GM’s first production 3D-printed parts were a little more specialized. “The Cadillac CT4-V Blackwing and CT5-V Blackwing were GM’s first production vehicles with printed parts, including the shift-knob emblem, an electrical harness bracket, and two HVAC ducts. Additive manufacturing also contributed to cost [savings] and efficiency in developing the manual transmission, so you could say manual Cadillacs are around because we have this capability,” explains Brennon White, technical lead for GM Additive Manufacturing.
And there’s more to come. The Cadillac Celestiq won’t only be the brand’s first electric flagship sedan. “We expect it to showcase the broadest use of additive manufacturing in a production vehicle, with more than 100 3D-printed parts that are a mix of structural and visual components,” White says. “This number of parts was made possible by expanding on the learnings from the Blackwing programs.”
Then there’s racing. Brad Keselowski, the 2012 NASCAR Cup champion, has a side gig: Keselowski Advanced Manufacturing (KAM), an engineering company focusing on additive manufacturing and parts simulation. “Additive manufacturing is an engineer’s dream tool, because 3D-printing technology allows us to manufacture part geometries that were never possible before using traditional machining, brazing, and welding techniques,” says Keselowski.

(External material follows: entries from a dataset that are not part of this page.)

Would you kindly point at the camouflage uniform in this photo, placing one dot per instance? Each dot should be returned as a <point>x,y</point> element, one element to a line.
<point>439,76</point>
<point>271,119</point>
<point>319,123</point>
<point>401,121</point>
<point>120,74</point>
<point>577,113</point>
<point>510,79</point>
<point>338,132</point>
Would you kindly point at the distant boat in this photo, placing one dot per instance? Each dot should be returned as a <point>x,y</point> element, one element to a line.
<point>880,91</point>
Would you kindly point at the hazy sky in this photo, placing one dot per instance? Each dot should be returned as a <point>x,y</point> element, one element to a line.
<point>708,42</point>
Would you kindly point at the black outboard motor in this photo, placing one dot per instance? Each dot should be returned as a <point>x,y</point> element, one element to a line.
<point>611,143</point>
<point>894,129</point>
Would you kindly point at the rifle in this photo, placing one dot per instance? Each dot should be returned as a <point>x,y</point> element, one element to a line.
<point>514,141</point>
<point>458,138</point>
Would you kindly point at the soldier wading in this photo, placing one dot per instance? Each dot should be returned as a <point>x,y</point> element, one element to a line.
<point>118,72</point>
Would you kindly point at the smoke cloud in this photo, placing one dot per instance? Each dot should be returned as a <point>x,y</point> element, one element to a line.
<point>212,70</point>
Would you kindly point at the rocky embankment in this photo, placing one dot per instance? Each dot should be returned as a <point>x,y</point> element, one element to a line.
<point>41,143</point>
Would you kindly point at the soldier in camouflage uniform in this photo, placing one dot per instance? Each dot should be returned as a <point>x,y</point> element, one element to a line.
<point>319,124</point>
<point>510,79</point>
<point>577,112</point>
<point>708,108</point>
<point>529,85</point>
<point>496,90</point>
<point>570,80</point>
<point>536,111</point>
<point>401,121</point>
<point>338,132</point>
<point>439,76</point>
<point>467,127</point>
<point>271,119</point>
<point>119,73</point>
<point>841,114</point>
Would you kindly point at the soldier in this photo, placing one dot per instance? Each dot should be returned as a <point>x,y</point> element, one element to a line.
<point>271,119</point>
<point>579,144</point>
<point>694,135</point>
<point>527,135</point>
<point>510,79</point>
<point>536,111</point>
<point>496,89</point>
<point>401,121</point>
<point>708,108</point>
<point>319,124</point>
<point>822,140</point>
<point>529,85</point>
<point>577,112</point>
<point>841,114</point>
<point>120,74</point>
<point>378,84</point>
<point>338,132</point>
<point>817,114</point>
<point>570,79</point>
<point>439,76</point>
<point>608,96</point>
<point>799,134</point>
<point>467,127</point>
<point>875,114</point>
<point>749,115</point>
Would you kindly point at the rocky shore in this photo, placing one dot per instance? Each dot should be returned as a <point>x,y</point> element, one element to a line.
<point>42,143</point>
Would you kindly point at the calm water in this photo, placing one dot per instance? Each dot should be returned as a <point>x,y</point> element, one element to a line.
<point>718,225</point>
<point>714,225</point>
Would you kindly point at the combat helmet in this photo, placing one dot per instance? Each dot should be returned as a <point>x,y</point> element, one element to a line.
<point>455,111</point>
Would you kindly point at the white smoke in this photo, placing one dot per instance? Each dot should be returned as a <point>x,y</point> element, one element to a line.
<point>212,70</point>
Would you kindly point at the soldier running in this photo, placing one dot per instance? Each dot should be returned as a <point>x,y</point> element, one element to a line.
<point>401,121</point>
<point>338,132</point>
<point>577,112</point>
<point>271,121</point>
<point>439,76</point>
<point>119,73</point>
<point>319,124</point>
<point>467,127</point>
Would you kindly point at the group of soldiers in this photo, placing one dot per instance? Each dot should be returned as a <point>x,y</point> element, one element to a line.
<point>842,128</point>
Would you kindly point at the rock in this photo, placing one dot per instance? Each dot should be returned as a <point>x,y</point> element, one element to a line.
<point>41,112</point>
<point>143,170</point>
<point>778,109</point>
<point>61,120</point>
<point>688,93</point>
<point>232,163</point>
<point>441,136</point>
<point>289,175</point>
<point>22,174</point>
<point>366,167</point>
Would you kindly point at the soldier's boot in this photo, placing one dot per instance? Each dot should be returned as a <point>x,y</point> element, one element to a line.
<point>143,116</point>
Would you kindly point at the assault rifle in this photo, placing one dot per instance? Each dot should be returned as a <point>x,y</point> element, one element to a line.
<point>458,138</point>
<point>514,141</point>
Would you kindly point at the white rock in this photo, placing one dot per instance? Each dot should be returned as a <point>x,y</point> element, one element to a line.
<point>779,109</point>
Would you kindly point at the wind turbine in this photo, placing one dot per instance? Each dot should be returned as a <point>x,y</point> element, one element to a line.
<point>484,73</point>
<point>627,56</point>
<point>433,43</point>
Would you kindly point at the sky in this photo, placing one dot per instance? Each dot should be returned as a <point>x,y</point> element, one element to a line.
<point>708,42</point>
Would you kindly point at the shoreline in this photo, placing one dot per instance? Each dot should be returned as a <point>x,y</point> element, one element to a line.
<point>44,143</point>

Keselowski saw his first 3D-printed component, a plastic intake manifold on a race car, at age 15. While KAM focuses on aerospace projects, like printing rocket-engine parts, the company has also printed parts for his No. 6 RFK Mustang GT. “Most recently we’ve manufactured a power-steering reservoir with enhanced design and found improved performance at a lighter weight,” he says. “Better yet, we reduced the lead-time development by leveraging rapid iteration for the reservoir design and testing.
“These outcomes are truly stunning,” Keselowski says, “and it’s deeply inspiring to be a part of today’s American manufacturing in the Fourth Industrial Revolution.” The best part is that the industry is still discovering what’s possible. In a few years, even the 21C could look bland.